Chapter 27 - R Markdown

27.2.1 Exercises

1. Create a new notebook using File > New File > R Notebook. Read the instructions. Practice running the chunks. Verify that you can modify the code, re-run it, and see modified output.

This document is an example of this!

2. Create a new R Markdown document with File > New File > R Markdown… Knit it by clicking the appropriate button. Knit it by using the appropriate keyboard short cut. Verify that you can modify the input and see the output update.

This document was knit as a github_document, which will output a markdown file that is compatible with for display on github.

3. Compare and contrast the R notebook and R markdown files you created above. How are the outputs similar? How are they different? How are the inputs similar? How are they different? What happens if you copy the YAML header from one to the other?

R notebooks create and update a separate .html file as you execute the chunks. In contrast, the R markdown file will not create the .html counterpart unless the document is knit and the output is specified to be html. There are also differences in how the output is displayed in RStudio as the chunks are run, in which notebooks show output directly after each chunk. When you copy the YAML header from R notebook to an R markdown, the document now turns into an R notebook.

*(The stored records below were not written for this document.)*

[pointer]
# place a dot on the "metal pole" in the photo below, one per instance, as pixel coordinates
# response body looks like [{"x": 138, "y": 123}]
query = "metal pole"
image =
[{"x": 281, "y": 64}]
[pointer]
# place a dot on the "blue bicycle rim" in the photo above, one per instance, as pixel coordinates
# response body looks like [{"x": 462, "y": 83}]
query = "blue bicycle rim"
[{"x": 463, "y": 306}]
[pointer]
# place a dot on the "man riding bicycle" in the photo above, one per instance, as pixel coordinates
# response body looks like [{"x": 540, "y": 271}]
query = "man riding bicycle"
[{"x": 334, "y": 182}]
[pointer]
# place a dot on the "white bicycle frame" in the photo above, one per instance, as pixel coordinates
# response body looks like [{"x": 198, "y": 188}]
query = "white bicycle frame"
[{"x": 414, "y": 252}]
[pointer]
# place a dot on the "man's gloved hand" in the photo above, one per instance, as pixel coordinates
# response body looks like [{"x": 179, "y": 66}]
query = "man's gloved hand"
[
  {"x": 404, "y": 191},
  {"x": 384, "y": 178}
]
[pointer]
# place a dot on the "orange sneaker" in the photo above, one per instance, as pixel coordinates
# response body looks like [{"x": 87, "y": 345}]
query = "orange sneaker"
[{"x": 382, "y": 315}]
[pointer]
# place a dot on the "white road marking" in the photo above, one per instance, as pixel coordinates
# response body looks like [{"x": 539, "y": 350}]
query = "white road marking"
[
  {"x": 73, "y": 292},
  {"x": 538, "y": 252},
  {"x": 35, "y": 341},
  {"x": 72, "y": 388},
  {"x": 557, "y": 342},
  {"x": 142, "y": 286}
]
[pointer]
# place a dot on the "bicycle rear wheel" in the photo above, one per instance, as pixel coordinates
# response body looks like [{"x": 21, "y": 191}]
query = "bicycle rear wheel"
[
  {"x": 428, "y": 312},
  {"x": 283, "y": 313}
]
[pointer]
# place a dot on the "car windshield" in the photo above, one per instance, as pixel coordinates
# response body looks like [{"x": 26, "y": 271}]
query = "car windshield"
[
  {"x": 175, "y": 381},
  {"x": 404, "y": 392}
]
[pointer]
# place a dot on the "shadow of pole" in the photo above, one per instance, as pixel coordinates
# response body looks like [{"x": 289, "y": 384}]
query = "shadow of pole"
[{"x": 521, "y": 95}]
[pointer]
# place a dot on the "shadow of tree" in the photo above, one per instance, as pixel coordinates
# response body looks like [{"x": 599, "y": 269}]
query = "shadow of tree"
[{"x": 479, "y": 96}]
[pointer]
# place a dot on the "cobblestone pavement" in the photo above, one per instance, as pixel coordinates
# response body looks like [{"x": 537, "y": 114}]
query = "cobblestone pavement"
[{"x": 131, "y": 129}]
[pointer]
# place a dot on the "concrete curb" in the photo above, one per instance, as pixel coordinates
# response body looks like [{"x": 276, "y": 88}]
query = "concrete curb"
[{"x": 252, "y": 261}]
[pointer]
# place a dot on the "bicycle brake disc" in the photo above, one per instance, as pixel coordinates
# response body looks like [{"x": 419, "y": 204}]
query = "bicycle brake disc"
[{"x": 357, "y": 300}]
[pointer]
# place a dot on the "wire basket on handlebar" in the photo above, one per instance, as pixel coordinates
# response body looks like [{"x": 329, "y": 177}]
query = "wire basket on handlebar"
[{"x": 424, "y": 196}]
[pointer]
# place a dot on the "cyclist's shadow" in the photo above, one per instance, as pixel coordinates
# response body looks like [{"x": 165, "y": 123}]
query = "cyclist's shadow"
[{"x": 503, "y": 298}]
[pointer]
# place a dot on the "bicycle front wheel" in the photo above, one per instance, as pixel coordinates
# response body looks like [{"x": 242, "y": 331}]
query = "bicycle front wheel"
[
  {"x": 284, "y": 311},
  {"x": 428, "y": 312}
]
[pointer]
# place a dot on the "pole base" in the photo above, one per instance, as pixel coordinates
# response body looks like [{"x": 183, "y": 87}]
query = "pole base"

4. Create one new R Markdown document for each of the three built-in formats: HTML, PDF and Word. Knit each of the three documents. How does the output differ? How does the input differ? (You may need to install LaTeX in order to build the PDF output — RStudio will prompt you if this is necessary.)

The output is generally the same, except that each document is of a different type. The input differs in how you specify the output in the YAML header, or on the option you select when manually clicking the knit button.

27.3.1 Exercises

1. Practice what you’ve learned by creating a brief CV. The title should be your name, and you should include headings for (at least) education or employment. Each of the sections should include a bulleted list of jobs/degrees. Highlight the year in bold.

I’ve intentionally left this question unanswered! But since R markdown is like any other markdown language with a set of formatting rules and options, a very simple but well-organized CV can be made in Rstudio.

2. Using the R Markdown quick reference, figure out how to:

  • Add a footnote.
  • Add a horizontal rule.
  • Add a block quote.

How to do the above:

  • To add a footnote, use [^footnote-name] coupled with [^footnote-name]: at the bottom of the document, in which the text of the footnote comes after the colon.
  • A horizontal rule can be added using at least three hyphens in succession (or asterisks, whichever you prefer): ---.
  • A block quote can be added by prefacing the text using using >.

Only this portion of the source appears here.